The problem with wanting to write creative works is when you can't find the words to say what you need to in a timely manner. so often I find myself stumped to tell the story I want to. My word choice isn't right, the sentence structure doesn't flow, and the story is choppy. I find myself trying to please to many people with one story, instead of trying to tell it to a single audience. This usually related to when I am writing about bikes. I want to inspire everyone to try riding a bike. EVERYONE. So instead of telling the story of how I came in 5th in the women's C category at the CX state champtionship to an audience that does CX, I end up explain it like I am telling the story to a classroom of five year-olds. You can't please everyone with what you write, and I should probably stop trying.

Thursday, December 6, 2012


The cold, gently breeze danced across my face for most of the night as the moon light beat into my eyes. I should have known better than to not bring a tent, but I never mind sleeping under the stars. I pulled the hood of my down jacket over my eyes and pulled the edges of my sleeping bag closer to my body.

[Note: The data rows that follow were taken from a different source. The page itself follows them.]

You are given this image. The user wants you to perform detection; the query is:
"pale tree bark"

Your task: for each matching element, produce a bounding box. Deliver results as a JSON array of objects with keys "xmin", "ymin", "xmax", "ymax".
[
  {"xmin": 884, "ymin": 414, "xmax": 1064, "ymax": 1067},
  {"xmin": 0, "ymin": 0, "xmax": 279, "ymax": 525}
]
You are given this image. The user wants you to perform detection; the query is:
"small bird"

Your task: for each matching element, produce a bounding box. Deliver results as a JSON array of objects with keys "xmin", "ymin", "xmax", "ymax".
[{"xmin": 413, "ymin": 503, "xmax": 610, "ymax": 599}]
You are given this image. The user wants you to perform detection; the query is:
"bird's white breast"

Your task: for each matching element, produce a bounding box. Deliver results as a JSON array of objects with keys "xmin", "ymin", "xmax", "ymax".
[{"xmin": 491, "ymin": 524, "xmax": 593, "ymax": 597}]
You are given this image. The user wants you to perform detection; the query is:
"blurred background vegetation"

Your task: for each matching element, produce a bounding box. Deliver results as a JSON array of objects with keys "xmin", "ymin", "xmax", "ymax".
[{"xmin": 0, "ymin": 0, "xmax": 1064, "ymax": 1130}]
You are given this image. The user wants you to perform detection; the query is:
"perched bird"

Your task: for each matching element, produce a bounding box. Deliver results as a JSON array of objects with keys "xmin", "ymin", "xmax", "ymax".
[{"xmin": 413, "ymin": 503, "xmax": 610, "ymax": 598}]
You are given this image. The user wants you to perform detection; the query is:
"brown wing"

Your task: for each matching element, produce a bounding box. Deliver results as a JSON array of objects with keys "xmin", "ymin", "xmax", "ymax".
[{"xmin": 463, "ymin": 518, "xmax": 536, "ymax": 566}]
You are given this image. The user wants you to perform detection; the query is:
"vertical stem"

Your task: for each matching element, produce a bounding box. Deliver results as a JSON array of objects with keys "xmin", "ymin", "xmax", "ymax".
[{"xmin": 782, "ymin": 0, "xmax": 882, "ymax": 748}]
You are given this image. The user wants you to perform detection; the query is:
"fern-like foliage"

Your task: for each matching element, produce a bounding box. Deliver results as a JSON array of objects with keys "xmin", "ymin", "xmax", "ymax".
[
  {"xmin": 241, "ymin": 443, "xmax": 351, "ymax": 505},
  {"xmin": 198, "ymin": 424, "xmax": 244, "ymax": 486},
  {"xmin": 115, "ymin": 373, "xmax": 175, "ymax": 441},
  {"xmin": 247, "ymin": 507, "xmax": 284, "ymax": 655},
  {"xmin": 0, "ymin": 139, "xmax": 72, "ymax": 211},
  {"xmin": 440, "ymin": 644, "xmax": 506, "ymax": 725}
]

Sleep was a vague memory by the time I figured out the morning light was no longer the full moon, casting a shadow of the juniper trees over my eyes. As the morning quickly began to break I realized this was the only time I would have alone that day. The rest of my time would be filled with navigating trails, and as it turns out, pulling an armada of cactus spikes from my right knee. I hurried and unzipped the bottom of my sleeping bag, shoving my feet into my green and black approach shoes. As I stood up remnants of the previous nights poor decisions tumbled around in my stomach. I bee-lined it for my Nuun tablets and a water bottle.

As two tablets of lemonade Nuun dissolved in my water bottle I parked myself on the bench of the picnic table, facing east to watch the sunrise. I came to the desert for this moment. To watch the sky change from shades of dark blue to azure, briefly settling on cyan with hints of coral pink against the white clouds before the sky burst with light. In the city I can watch the sun rise, but the sound is different. The sounds of nature are muted by the low growls of moving vehicles and a high pitched laughs of children walking to the elementary school across the street. I came here because I wanted to remember what mother nature sounds like when she wakes in the morning, and what it feels like to be pushed awake by her  gentle force.

As the sun began to rise higher in the sky my ride mates shook themselves free of their tents and hammocks, dressing in their ride clothes before we took to the trails before breakfast. The stillness of the morning broken by the sound of Chris King hubs and the whirling of our drivetrains.